Offered services include:

  • Modeling and Simulation of Structures and Processes
    • Machine learning;
    • Use of Finite Element Analysis (FEM) for joints in monolithic and hybrid materials;
    • Intelligent control of production processes based on machine learning for hybrid process connections (e.g., thermoforming and injection molding of plastic, hydroforming and injection molding of plastic);
    • Durability simulation of new materials and components;
    • Optimization of technology reliability for joining;
    • Modeling and simulation of in-situ forming and coupled processes;
    • Simulation of fiber processes and preforms adapted for load flow;
    • Simulation of the application of curtains from composite fiber products;
    • Optimization algorithms for conducting fiber processes and component designs.
  • Resource-Efficient Production Technologies
    • Optimization of technological processes using multidimensional resource efficiency based on the objective function;
    • Reduction of industrial waste;
    • Saving of raw materials in the automotive industry;
    • Utilization of waste heat from the forming process.
  • Hybrid Technologies and Devices
    • Developing new hybrid technologies focused on application in the automotive industry;
    • Designing new production devices for hybrid technologies;
    • Forming hybrid multilayer metal printed plates;
    • Forming hybrid multilayer tubes and profiles of metal composites through hydroforming;
    • Forming multi-material stampings from sheet metal combined with hybrid metal composites;
    • Hydroforming of multi-material tubular conduits made from hybrid metal composites;
    • Hybrid joining methods, combining mechanical, thermal, and chemical technologies (e.g., bonded rivets; capacitor discharge welding and adhesive bonding; laser welding and adhesive bonding).

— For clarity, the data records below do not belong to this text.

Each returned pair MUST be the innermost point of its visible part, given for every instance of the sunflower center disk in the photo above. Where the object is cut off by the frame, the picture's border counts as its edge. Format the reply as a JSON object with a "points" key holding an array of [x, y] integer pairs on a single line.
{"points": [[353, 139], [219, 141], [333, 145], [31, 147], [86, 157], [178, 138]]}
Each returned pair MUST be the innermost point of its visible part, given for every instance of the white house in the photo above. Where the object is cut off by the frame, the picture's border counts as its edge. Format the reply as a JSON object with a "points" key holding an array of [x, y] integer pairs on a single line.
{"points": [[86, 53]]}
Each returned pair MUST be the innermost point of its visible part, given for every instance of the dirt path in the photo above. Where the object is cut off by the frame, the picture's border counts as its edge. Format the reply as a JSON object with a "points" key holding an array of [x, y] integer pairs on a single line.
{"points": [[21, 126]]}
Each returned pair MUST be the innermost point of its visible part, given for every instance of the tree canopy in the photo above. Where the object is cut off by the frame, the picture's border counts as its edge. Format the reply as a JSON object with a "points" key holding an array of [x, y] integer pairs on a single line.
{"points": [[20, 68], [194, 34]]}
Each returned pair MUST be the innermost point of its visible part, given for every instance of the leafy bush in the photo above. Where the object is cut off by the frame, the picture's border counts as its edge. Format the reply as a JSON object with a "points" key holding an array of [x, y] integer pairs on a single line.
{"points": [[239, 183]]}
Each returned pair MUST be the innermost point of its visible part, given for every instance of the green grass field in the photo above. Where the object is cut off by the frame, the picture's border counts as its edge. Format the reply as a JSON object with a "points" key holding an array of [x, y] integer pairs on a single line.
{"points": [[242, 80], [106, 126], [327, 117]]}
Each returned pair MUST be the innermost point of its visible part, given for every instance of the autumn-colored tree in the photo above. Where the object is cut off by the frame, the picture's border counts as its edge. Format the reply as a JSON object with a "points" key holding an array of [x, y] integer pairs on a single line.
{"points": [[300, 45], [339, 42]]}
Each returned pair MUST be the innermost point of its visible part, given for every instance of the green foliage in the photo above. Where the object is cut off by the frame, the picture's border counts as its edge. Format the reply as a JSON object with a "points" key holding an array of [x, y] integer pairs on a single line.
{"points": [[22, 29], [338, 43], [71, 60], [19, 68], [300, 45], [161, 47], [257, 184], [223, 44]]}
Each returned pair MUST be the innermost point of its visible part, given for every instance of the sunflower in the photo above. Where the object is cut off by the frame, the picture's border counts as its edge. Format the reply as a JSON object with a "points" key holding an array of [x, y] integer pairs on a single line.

  • Energy-Efficient Assembly and Joining Processes in Mass Production
    • Fast joining technologies for hybrid materials;
    • Joining by magnetic pressing for the production of hybrid multi-material semi-finished products (e.g., hybrid plates for deep drawing, hybrid tubular conduits for hydroforming, and profiles for electric mobility applications);
    • Virtual forecasting of production process chains from deep drawing to joining, assembling, and painting;
    • Support systems for production preparation;
    • Thermal/mechanical joining in mixed constructions;
    • Rivetless forming strategies;
    • Adding brittle materials; e.g., aluminum/magnesium castings with aluminum/steel;
    • Waste-free production process chain.
  • Composite Components with Integrated e-Mobility Functions
    • Testing composites with reinforced fibers and functional integration;
    • Designing new solutions and components in electric vehicles;
    • "Smart Fabrics" textile processing;
    • Manufacturing functional fabrics for immersion in fiber components of composites;
    • Textile production processes adapted to shape-similar structures;
    • Thermal technologies and thermosetting materials for pressing reinforced laminates;
    • Development and technological evaluation of structural regeneration of hybrid structures made from lightweight materials.
  • Wood and Wood-Based Materials
    • Physical, mechanical, and hygienic tests of board products and wood-based and composite materials;
    • Technologies for the production and manufacturing of wooden and composite materials;
    • Processing of wood materials and tools;
    • Development of new production technologies for wood-based materials;
    • Dust removal;
    • Adhesives and adhesive technology;
    • Modernization of defibration equipment for the panel industry;
    • Environmental tests in the workplace (dust, noise, microclimate, vibration, harmful factors...);
    • Pilot scale technology in the production of new products and new technologies;
    • Wood protection;
    • Study of metal structures and alloys.
  • Recycling and Regeneration
    • Recycling of hybrid materials;
    • Environmental impact assessment of new materials used in the automotive industry;
    • Regeneration of used materials and components for further production.